As important as those forms are, a major driver of immigration is work. Many immigrants work for businesses that hire them. Other immigrants create their own businesses.
National figures indicate that there are about 900,000 immigrant small-business owners. This accounts for 18 percent of the total number of small-business owners.
In the Twin Cities, the percentage of small businesses owners who are immigrants is not quite that high, but is still impressive. According to a recent study by a New York-based research group, about 11 percent of small-business owners in the Twin Cities are immigrants.
The study was done by the Fiscal Policy Group’s Immigration Research Initiative.
“Immigrants are somewhat more likely than U.S.-born people to be business owners,” noted David Dyssegaard Kallick, the lead author of the study, “but they are not super-entrepreneurs.”
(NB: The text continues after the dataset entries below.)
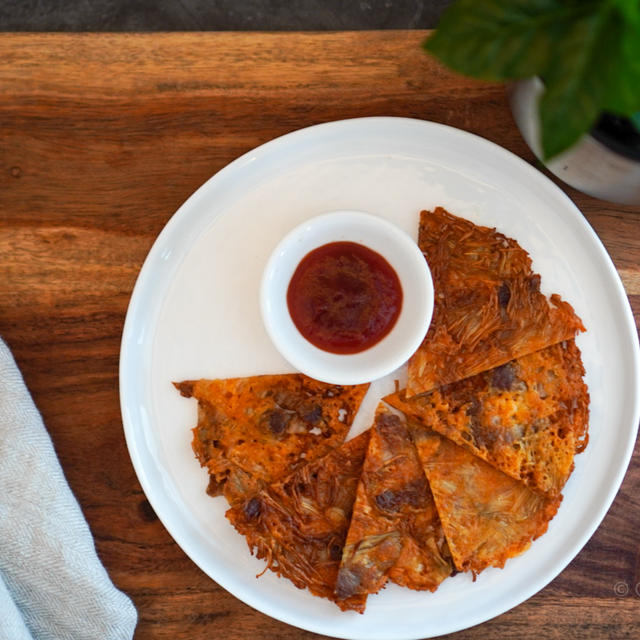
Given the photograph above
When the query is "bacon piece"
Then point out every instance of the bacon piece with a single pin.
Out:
(253, 431)
(299, 524)
(488, 305)
(527, 417)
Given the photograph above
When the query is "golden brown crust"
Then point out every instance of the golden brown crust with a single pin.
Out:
(299, 525)
(487, 516)
(488, 305)
(526, 418)
(252, 431)
(395, 532)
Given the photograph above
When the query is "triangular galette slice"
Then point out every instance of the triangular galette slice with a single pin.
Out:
(487, 516)
(299, 525)
(527, 417)
(253, 431)
(488, 305)
(395, 532)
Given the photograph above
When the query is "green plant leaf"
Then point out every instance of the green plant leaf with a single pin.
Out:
(502, 39)
(574, 84)
(586, 51)
(594, 70)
In other words, though every immigrant isn’t a budding business owner, immigrants as a whole contribute more than their fair share to that group.
The study also contained other interesting findings. For example, immigrant women are more likely to be business owners than women who were born in the U.S. are.
In the Minneapolis – St. Paul area, the evidence of immigrant energy is obvious in locations like Lake Street and University Avenue. Indeed, the emergence of immigrant business culture now extends to many other places. These include Central Avenue in northeast Minneapolis, the West Side of St. Paul, and Payne Avenue on St. Paul’s east side.